Documentation ¶
Overview ¶
Package odbc provides a DataSource which reads data from an ODBC connection. Rows will be assigned to workers according to provided configuration parameters, dividing the total row count into equal-sized partitions via LIMIT/OFFSET.
Only a subset of Sif ColumnTypes are supported by this DataSource, corresponding to the sql.NullX types provided by the Go sql package.
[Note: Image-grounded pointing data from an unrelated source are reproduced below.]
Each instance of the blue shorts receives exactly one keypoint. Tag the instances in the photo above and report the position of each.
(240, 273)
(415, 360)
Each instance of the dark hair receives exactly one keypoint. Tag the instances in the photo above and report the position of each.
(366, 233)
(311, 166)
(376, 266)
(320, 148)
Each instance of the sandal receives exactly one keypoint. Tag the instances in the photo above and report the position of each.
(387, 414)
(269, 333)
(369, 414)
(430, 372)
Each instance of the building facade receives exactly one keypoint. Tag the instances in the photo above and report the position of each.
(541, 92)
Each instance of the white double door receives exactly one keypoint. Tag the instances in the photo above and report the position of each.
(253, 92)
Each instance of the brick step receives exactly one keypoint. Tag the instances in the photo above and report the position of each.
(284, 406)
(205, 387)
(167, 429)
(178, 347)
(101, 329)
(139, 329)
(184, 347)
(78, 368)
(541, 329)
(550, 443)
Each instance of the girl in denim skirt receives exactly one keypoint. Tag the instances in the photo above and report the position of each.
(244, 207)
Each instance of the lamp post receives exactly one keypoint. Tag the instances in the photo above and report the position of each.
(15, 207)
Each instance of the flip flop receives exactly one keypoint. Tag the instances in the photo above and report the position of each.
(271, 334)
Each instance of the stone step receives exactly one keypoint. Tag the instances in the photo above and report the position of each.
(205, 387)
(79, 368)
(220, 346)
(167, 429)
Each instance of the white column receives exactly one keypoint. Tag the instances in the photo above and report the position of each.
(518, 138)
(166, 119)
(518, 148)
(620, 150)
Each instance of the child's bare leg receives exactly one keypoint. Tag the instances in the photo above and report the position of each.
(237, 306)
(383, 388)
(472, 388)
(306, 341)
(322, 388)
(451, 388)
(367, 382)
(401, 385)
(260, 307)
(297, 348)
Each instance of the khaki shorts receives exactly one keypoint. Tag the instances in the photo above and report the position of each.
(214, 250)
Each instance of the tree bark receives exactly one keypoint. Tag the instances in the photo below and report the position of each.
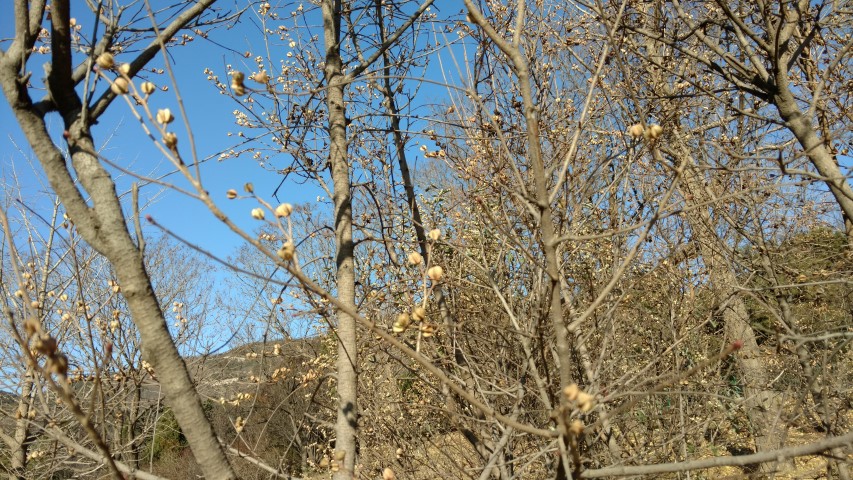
(347, 379)
(100, 221)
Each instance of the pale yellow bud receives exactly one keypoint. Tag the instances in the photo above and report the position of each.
(576, 428)
(283, 210)
(428, 330)
(170, 140)
(571, 392)
(261, 77)
(119, 86)
(287, 251)
(106, 60)
(415, 258)
(585, 402)
(164, 116)
(654, 132)
(636, 130)
(401, 324)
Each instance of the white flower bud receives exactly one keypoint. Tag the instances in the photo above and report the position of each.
(164, 116)
(435, 273)
(654, 132)
(287, 251)
(119, 86)
(261, 77)
(283, 210)
(415, 258)
(170, 140)
(106, 60)
(636, 130)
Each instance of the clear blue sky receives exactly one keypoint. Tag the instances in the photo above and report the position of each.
(122, 140)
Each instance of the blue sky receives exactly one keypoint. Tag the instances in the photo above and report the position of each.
(121, 139)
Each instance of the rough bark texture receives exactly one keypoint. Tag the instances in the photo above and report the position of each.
(347, 382)
(101, 222)
(760, 401)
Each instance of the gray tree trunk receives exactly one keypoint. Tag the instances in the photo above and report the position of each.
(347, 381)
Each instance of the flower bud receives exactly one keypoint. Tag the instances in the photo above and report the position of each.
(401, 324)
(164, 116)
(435, 273)
(106, 60)
(654, 132)
(428, 330)
(636, 130)
(415, 258)
(283, 210)
(585, 402)
(571, 392)
(119, 86)
(261, 77)
(576, 428)
(170, 140)
(287, 251)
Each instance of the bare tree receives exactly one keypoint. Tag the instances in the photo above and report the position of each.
(93, 205)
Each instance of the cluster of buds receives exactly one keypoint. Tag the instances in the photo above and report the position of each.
(402, 323)
(287, 251)
(44, 344)
(584, 401)
(261, 77)
(284, 210)
(237, 85)
(652, 132)
(415, 258)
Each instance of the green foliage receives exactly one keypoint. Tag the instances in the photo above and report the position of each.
(168, 437)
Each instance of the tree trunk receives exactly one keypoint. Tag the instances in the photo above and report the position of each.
(762, 404)
(103, 226)
(347, 382)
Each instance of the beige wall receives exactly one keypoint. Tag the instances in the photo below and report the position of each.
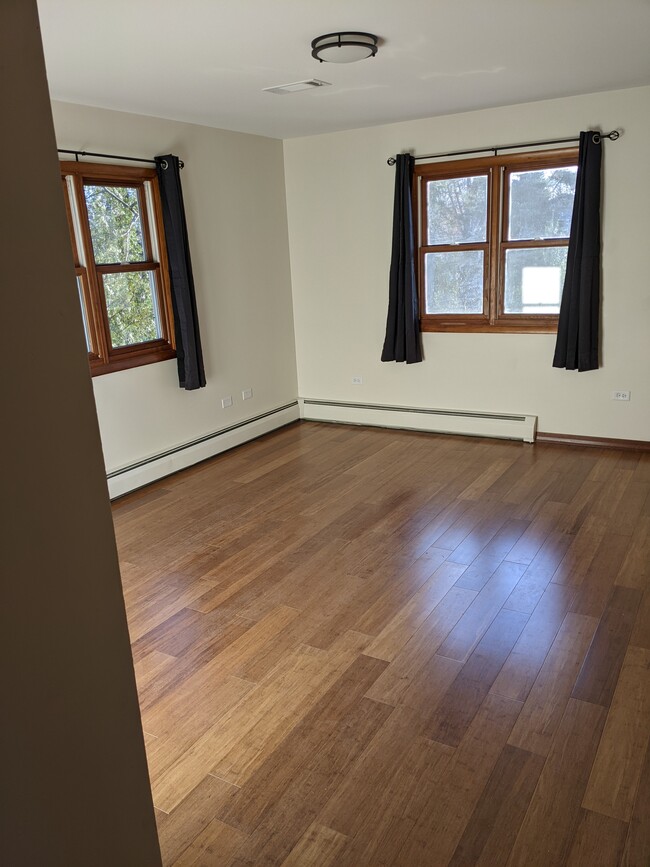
(233, 185)
(339, 199)
(75, 790)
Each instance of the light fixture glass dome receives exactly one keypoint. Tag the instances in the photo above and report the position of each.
(345, 47)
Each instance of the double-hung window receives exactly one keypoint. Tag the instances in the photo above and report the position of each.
(118, 246)
(493, 237)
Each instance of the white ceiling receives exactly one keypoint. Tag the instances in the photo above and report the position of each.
(206, 61)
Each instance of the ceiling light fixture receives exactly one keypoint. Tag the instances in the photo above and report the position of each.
(345, 47)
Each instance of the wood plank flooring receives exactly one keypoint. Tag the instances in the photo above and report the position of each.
(363, 647)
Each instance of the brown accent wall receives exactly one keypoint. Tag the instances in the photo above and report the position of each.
(74, 781)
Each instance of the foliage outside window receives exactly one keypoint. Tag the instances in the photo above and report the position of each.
(493, 238)
(117, 236)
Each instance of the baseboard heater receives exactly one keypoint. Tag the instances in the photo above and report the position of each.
(448, 421)
(129, 478)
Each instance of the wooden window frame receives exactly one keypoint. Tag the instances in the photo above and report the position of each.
(103, 357)
(497, 169)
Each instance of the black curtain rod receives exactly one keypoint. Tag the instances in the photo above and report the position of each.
(598, 136)
(78, 154)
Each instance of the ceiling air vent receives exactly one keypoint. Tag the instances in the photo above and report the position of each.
(296, 86)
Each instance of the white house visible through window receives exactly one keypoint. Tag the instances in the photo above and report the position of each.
(493, 237)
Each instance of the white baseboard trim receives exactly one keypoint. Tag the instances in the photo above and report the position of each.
(129, 478)
(480, 424)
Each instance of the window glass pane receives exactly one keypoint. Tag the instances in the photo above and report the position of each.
(534, 280)
(454, 282)
(457, 210)
(115, 223)
(84, 314)
(132, 313)
(541, 203)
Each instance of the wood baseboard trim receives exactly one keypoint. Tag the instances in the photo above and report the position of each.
(596, 442)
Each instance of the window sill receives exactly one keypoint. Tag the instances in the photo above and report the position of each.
(125, 361)
(467, 326)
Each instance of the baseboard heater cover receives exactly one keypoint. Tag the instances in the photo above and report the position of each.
(446, 421)
(129, 478)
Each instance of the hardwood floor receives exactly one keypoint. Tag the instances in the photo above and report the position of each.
(362, 647)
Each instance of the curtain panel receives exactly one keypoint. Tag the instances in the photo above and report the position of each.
(402, 341)
(577, 345)
(189, 356)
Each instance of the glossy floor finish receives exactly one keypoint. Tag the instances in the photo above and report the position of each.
(362, 647)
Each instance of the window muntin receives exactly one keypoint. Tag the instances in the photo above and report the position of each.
(117, 238)
(494, 236)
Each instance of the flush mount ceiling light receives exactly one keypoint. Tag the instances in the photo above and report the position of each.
(345, 47)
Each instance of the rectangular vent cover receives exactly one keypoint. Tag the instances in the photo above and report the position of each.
(297, 86)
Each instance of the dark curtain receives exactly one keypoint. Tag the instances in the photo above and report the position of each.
(402, 342)
(579, 322)
(191, 374)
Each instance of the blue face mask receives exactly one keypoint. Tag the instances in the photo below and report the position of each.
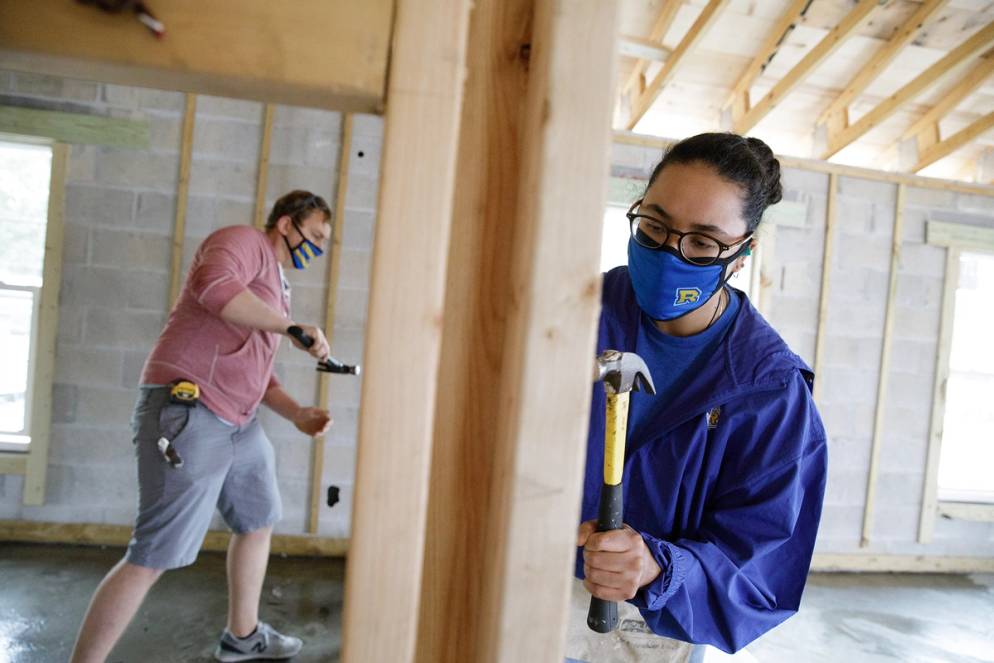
(303, 253)
(668, 287)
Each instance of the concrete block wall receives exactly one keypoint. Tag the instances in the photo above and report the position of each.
(858, 286)
(120, 212)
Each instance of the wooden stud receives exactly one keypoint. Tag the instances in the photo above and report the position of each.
(944, 148)
(853, 21)
(930, 491)
(383, 577)
(826, 272)
(704, 21)
(553, 297)
(783, 27)
(74, 127)
(643, 49)
(979, 41)
(862, 562)
(36, 466)
(953, 96)
(336, 58)
(118, 535)
(13, 463)
(182, 195)
(262, 174)
(667, 12)
(880, 409)
(882, 58)
(818, 166)
(331, 297)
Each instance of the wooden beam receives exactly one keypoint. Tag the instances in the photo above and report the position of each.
(853, 21)
(36, 468)
(383, 578)
(952, 97)
(979, 41)
(884, 374)
(553, 296)
(867, 563)
(13, 463)
(118, 535)
(74, 127)
(182, 196)
(331, 297)
(826, 273)
(667, 12)
(883, 57)
(310, 53)
(946, 147)
(704, 21)
(738, 100)
(642, 49)
(512, 323)
(819, 166)
(262, 171)
(930, 490)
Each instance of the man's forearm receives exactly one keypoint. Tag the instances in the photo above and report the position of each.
(247, 310)
(282, 403)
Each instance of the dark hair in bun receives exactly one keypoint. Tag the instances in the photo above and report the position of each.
(748, 162)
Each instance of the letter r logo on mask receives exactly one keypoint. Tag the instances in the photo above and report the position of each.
(687, 296)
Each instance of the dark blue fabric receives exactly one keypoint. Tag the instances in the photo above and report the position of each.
(728, 503)
(673, 359)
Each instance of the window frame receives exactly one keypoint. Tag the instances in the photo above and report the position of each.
(32, 463)
(956, 238)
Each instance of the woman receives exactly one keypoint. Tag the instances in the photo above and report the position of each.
(725, 466)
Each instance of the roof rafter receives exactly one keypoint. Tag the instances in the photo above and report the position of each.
(883, 57)
(738, 100)
(636, 81)
(842, 137)
(644, 100)
(946, 147)
(952, 97)
(855, 19)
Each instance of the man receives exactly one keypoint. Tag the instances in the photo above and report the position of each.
(198, 442)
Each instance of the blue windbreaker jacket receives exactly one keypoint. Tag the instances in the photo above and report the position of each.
(725, 483)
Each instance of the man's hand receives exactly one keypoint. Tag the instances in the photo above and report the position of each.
(319, 350)
(312, 421)
(616, 563)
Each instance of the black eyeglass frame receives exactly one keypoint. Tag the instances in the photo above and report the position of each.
(632, 216)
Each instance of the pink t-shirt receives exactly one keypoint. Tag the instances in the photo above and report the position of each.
(232, 364)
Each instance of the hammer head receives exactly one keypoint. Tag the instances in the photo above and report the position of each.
(623, 371)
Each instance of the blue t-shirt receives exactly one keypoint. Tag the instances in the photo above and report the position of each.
(671, 361)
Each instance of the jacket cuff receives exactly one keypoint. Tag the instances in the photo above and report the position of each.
(671, 562)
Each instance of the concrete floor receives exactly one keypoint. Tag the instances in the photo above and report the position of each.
(867, 618)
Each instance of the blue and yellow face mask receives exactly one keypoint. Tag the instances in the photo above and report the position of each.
(304, 252)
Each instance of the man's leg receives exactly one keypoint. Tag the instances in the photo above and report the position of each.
(112, 608)
(248, 555)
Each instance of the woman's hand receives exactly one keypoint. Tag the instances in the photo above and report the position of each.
(312, 421)
(616, 563)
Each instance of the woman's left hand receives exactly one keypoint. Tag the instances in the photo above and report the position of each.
(616, 563)
(312, 421)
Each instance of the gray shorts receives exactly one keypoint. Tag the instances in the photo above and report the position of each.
(227, 466)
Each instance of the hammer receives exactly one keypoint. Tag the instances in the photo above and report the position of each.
(329, 365)
(622, 373)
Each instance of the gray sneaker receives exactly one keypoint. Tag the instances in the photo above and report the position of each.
(265, 644)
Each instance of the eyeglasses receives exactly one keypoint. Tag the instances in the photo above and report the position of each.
(694, 247)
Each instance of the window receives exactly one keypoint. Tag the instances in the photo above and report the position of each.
(967, 451)
(25, 174)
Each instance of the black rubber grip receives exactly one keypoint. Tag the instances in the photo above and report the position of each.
(602, 616)
(300, 335)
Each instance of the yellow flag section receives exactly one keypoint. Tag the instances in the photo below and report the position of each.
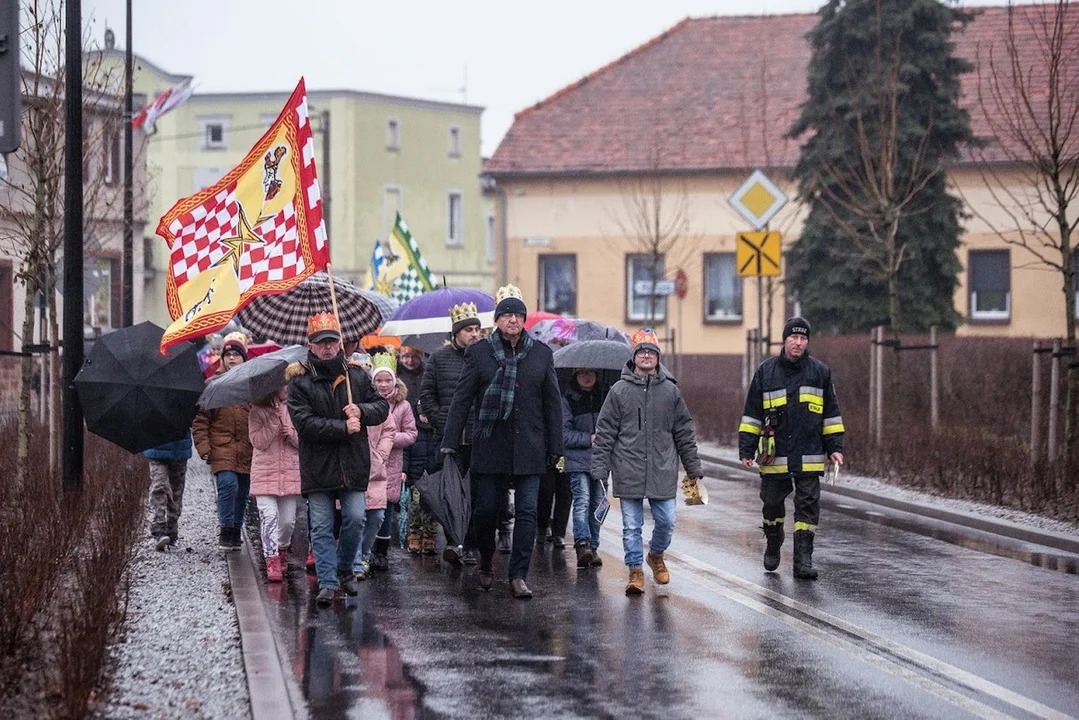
(258, 231)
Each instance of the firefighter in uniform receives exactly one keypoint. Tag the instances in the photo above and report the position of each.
(791, 425)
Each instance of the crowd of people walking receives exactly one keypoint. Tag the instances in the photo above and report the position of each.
(350, 434)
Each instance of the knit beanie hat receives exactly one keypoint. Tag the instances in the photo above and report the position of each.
(645, 339)
(509, 300)
(798, 325)
(464, 315)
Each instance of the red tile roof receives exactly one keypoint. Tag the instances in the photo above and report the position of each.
(711, 93)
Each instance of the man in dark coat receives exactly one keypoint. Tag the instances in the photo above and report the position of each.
(509, 381)
(335, 454)
(436, 394)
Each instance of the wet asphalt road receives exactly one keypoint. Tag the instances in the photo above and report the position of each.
(900, 624)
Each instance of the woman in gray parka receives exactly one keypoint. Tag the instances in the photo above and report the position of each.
(643, 430)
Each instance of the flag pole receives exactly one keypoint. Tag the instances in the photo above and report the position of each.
(347, 382)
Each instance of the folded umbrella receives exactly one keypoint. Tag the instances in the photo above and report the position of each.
(447, 496)
(133, 395)
(250, 381)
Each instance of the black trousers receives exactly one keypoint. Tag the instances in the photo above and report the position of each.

The odbc DataSource utilizes github.com/alexbrainman/odbc under the hood, and requires an appropriately configured ODBC environment and driver. Configuration information can be found at https://github.com/alexbrainman/odbc/wiki. In a Linux environment, installing unixODBC and the corresponding development package [unixODBC-devel (dnf) or unixodbc-dev (apt)], along with an ODBC driver, is typically sufficient setup to utilize this package.
Index ¶
Examples ¶
Constants ¶
This section is empty.
Variables ¶
This section is empty.
Functions ¶
func CreateDataFrame ¶
func CreateDataFrame(conf *DataSourceConf, schema sif.Schema) sif.DataFrame
CreateDataFrame is a factory for DataSources
Example (Mariadb) ¶
package main import ( "fmt" "github.com/go-sif/sif/coltype" "github.com/go-sif/sif/datasource/odbc" "github.com/go-sif/sif/schema" ) func main() { // The provided Schema should correspond to column names in the // underlying database table. Only columns in this Schema will be // SELECTed from the underlying table. columnA := coltype.String("columnA", 32) columnB := coltype.Int16("columnB") schema, err := schema.CreateSchema(columnA, columnB) if err != nil { panic(err) } // Configure with an ODBC connection string, // along with a table name and maximum Partition size. // "driver" name should correspond to the name found // in square brackets in /etc/odbcinst.ini // Configuration options can be found here: https://mariadb.com/kb/en/creating-a-data-source-with-mariadb-connectorodbc/ conn := fmt.Sprintf("driver=MariaDB;server=%s;database=%s;user=%s;password=%s;", "localhost", "db", "root", "password") conf := &odbc.DataSourceConf{ DataSourceName: conn, TableName: "taxi_one_day", PartitionSize: 1024 * 10, } odbc.CreateDataFrame(conf, schema) // returns a usable DataFrame }
Output:
Example (Sqlite) ¶
package main import ( "fmt" "github.com/go-sif/sif/coltype" "github.com/go-sif/sif/datasource/odbc" "github.com/go-sif/sif/schema" ) func main() { // The provided Schema should correspond to column names in the // underlying database table. Only columns in this Schema will be // SELECTed from the underlying table. columnA := coltype.String("columnA", 32) columnB := coltype.Int16("columnB") schema, err := schema.CreateSchema(columnA, columnB) if err != nil { panic(err) } // Configure with an ODBC connection string, // along with a table name and maximum Partition size. // "driver" name should correspond to the name found // in square brackets in /etc/odbcinst.ini conn := fmt.Sprintf("driver=SQLITE3;database=%s;", "path/to/database.sqlite3") conf := &odbc.DataSourceConf{ DataSourceName: conn, TableName: "taxi_one_day", PartitionSize: 1024 * 10, } odbc.CreateDataFrame(conf, schema) // returns a usable DataFrame }
Output:
Types ¶
type DataSource ¶
type DataSource struct {
// contains filtered or unexported fields
}
DataSource an ODBC connection which will supply data to be manipulated by a DataFrame
func (*DataSource) Analyze ¶
func (ds *DataSource) Analyze() (sif.PartitionMap, error)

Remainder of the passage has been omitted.